Con la crisi economica, il lavoro nero ha registrato un’importante impennata. Il sommerso, infatti, ruba ben 43,7 miliardi di euro allo Stato, come ha rilevato la Cgia di Mestre. Numeri che si riferiscono al 2011 ma che sicuramente continuano indisturbati anche oggi.

Lavoro nero: dove è più diffuso

Il lavoro nero, secondo la Cgia, resta una piaga che coinvolge milioni e milioni di persone:

Lavoratori dipendenti che fanno il secondo lavoro; cassaintegrati o pensionati che arrotondano le loro magre entrate, disoccupati che in attesa di rientrare ufficialmente nel mercato del lavoro sbarcano il lunario "grazie" ai proventi di un’attività irregolare.

Il fenomeno è piuttosto incontrollabile e si estende lungo tutta la Penisola. Le regioni in cui il fenomeno è più diffuso sono la Calabria (1.375 euro di tasse evase per ogni residente), la Basilicata (1.174 euro per residente) e il Molise (1.282 euro per residente).

Lavoratori in nero: quanti sono in Italia

In tutta Italia ci sarebbero ben 3 milioni di lavoratori in nero, che produrrebbero 102,5 miliardi di Pil irregolare all’anno, ovvero il 6,5% del Pil nazionale.

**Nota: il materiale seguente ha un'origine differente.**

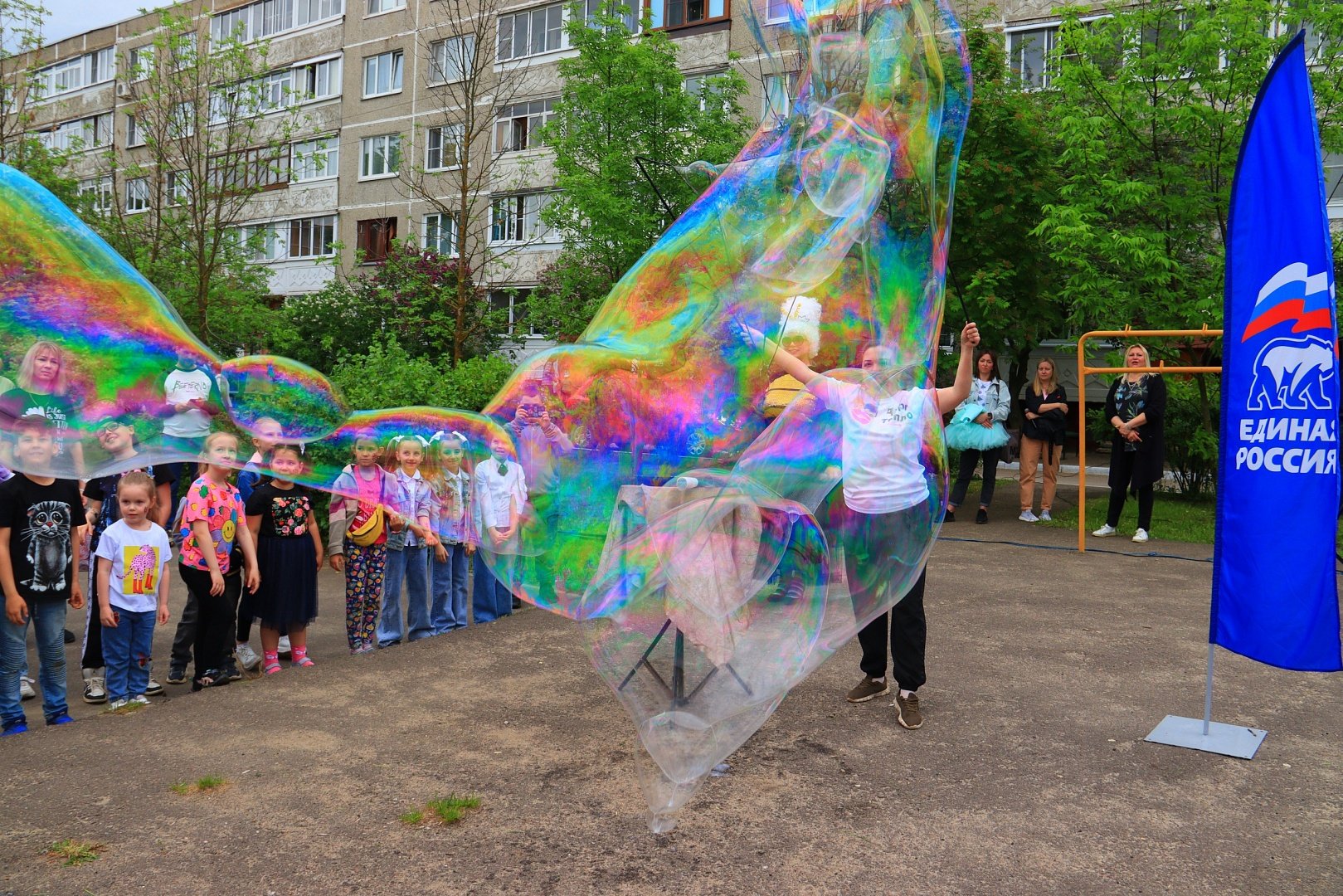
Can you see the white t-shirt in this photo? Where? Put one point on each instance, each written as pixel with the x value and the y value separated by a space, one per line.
pixel 883 441
pixel 179 388
pixel 137 564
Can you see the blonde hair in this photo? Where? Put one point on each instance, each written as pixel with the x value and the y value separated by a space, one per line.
pixel 30 362
pixel 210 444
pixel 1037 386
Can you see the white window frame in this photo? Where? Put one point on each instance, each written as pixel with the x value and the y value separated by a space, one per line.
pixel 137 195
pixel 552 15
pixel 310 74
pixel 134 136
pixel 445 54
pixel 525 117
pixel 524 226
pixel 368 152
pixel 320 156
pixel 431 234
pixel 101 188
pixel 395 63
pixel 444 136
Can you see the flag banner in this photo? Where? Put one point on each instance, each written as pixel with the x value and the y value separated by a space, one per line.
pixel 1275 594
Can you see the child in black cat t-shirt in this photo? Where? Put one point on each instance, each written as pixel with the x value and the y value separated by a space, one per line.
pixel 39 524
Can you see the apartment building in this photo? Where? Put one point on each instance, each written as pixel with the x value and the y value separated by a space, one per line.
pixel 386 99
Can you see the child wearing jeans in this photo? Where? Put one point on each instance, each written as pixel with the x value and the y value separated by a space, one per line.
pixel 450 486
pixel 132 575
pixel 360 496
pixel 38 572
pixel 406 543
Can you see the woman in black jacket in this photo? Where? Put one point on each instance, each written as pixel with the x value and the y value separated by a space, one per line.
pixel 1136 409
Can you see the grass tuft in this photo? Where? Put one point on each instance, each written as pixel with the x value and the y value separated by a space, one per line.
pixel 74 852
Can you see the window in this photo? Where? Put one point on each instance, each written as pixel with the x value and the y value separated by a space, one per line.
pixel 179 191
pixel 267 17
pixel 514 303
pixel 82 134
pixel 284 240
pixel 677 14
pixel 314 158
pixel 532 32
pixel 383 73
pixel 442 147
pixel 101 191
pixel 518 127
pixel 134 132
pixel 249 171
pixel 778 97
pixel 317 80
pixel 379 156
pixel 312 236
pixel 74 74
pixel 375 236
pixel 616 8
pixel 1028 56
pixel 1334 184
pixel 451 60
pixel 518 219
pixel 440 234
pixel 140 62
pixel 137 195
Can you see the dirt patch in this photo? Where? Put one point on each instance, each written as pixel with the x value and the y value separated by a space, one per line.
pixel 1047 670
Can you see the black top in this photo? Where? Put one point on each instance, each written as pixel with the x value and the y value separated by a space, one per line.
pixel 1049 426
pixel 41 520
pixel 284 512
pixel 104 489
pixel 1127 401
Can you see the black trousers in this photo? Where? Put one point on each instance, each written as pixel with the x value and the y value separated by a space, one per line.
pixel 969 461
pixel 881 548
pixel 1121 475
pixel 215 617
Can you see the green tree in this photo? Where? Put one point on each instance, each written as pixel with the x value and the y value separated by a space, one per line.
pixel 998 270
pixel 414 297
pixel 622 128
pixel 1149 108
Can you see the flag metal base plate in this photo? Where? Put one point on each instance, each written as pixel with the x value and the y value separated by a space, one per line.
pixel 1226 740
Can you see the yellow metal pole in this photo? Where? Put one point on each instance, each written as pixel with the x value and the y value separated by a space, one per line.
pixel 1083 371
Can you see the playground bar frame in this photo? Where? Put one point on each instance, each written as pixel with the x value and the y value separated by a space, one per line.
pixel 1083 371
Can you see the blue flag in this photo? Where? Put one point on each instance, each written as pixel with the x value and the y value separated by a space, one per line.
pixel 1275 596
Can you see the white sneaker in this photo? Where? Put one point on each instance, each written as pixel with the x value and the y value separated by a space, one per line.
pixel 247 657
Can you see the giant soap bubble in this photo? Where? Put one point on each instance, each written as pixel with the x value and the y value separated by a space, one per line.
pixel 688 504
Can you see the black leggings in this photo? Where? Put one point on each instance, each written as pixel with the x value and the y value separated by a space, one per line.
pixel 215 617
pixel 1121 475
pixel 880 548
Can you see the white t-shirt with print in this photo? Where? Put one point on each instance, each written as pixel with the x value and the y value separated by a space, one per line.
pixel 137 564
pixel 179 388
pixel 883 440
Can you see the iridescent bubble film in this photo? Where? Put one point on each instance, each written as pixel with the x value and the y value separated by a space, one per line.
pixel 687 501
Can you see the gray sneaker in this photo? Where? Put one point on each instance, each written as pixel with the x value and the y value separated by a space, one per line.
pixel 868 688
pixel 908 712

Questi dati vengono diffusi proprio in un periodo in cui alcune personalità della scena politica hanno spinto o giustificato l’evasione fiscale. In tempo di crisi economica, con la pressione fiscale alle stelle e tasse che non calano minimamente nonostante una frenata dei consumi e delle retribuzioni, sono in molti a cadere nella tentazione dell’evasione fiscale, una buona parte dei quali per puro spirito di sopravvivenza.

Lavoro: l’analisi di Giuseppe Bortolussi (Cgia)

E non a caso è lo stesso segretario della Cgia Giuseppe Bortolussi ad affermare che:

In questi ultimi anni chi ha perso il lavoro non ha avuto alternative e ha dovuto ricorrere a piccoli lavoretti per portare a casa qualcosa e mandare avanti la famiglia.

Pur precisando:

Nessuno di noi vuole elogiare il lavoro nero spesso legato a doppio filo con forme inaccettabili di sfruttamento, precarietà e mancanza di sicurezza nei luoghi di lavoro. Tuttavia, quando queste forme di irregolarità non sono legate ad attività riconducibili alle organizzazioni criminali o alle fattispecie appena elencate costituiscono in questi momenti così delicati un paracadute per molti disoccupati e pensionati che non riescono ad arrivare alla fine del mese.

Proprio il fatto di non avere alternativa resta una posizione su cui riflettere: la lotta all’evasione fiscale è un’opera di bene, ma per molti non deve essere lo specchio sul quale arrampicarsi per giustificare la propria cecità davanti alla situazione attuale.